Vemos violencia, porque la hay, en el sabotaje que tuvo lugar hace meses en una de las mayores factorías de Euskadi. Pero no vemos la violencia que se ejerce a diario en las grandes factorías de Euskadi. No nos preguntamos -tampoco- por las razones que pueden llevar a una persona a perpetrar un acto delictivo. La excelencia de una institución o de una empresa no se mide por su envergadura sino por la bondad de las personas que la dirigen. Y en las grandes empresas de este país, amparadas por la ley y por unos sistemas de trabajo abusivos, se explota al empleado: se hace daño a conciencia. Pase que cuando se produce un accidente laboral, por ejemplo, no admitan su responsabilidad y carguen al obrero con la culpa del error cometido o de la patología desarrollada. Pero lo que no puede pasar, y lamentablemente pasa, es que utilicen las maniobras y artimañas más barriobajeras para desestabilizar a un operario. Hablo de provocaciones, de humillaciones, de persecución en toda regla. Unos conflictos -estos- que suelen resolverse mediante la compra de silencio: un silencio que exime de toda pena a quien los provoca.

De esta manera, abuso tras abuso, y mentira tras mentira, vamos escribiendo la crónica tóxica de nuestro presente. Aunque se las invisibilice, las injusticias son muchas, las violaciones de los derechos continuas. Que un trabajador de la hostelería soporte jornadas de catorce horas es un escándalo que alguien debería denunciar. Que una empleada de la limpieza cobre un sueldo miserable es un escándalo que alguien debería denunciar.

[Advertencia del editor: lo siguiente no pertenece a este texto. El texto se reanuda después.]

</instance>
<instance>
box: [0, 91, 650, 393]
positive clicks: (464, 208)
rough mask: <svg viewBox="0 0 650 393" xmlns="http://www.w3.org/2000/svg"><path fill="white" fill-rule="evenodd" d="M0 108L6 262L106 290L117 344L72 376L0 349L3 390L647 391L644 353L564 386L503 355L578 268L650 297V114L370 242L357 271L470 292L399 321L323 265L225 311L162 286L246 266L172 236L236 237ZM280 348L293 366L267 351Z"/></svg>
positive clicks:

Que un profesional sanitario niegue una evidencia palmaria es un escándalo que pone en entredicho la ética hipocrática y deja al desnudo una verdad sonrojante: que la autoridad que damos a determinadas figuras del poder -rayana en la pleitesía- no se corresponde a su supuesta categoría moral.

Ante un panorama como este, no es de extrañar -aunque sea un gravísimo insulto para la sociedad- que uno de los hijos pródigos de esta ciudad, después de cumplir su particular viaje por una habitación de lujo, vuelva a pasearse por nuestras calles y venga a darnos -ahora- lecciones de justicia.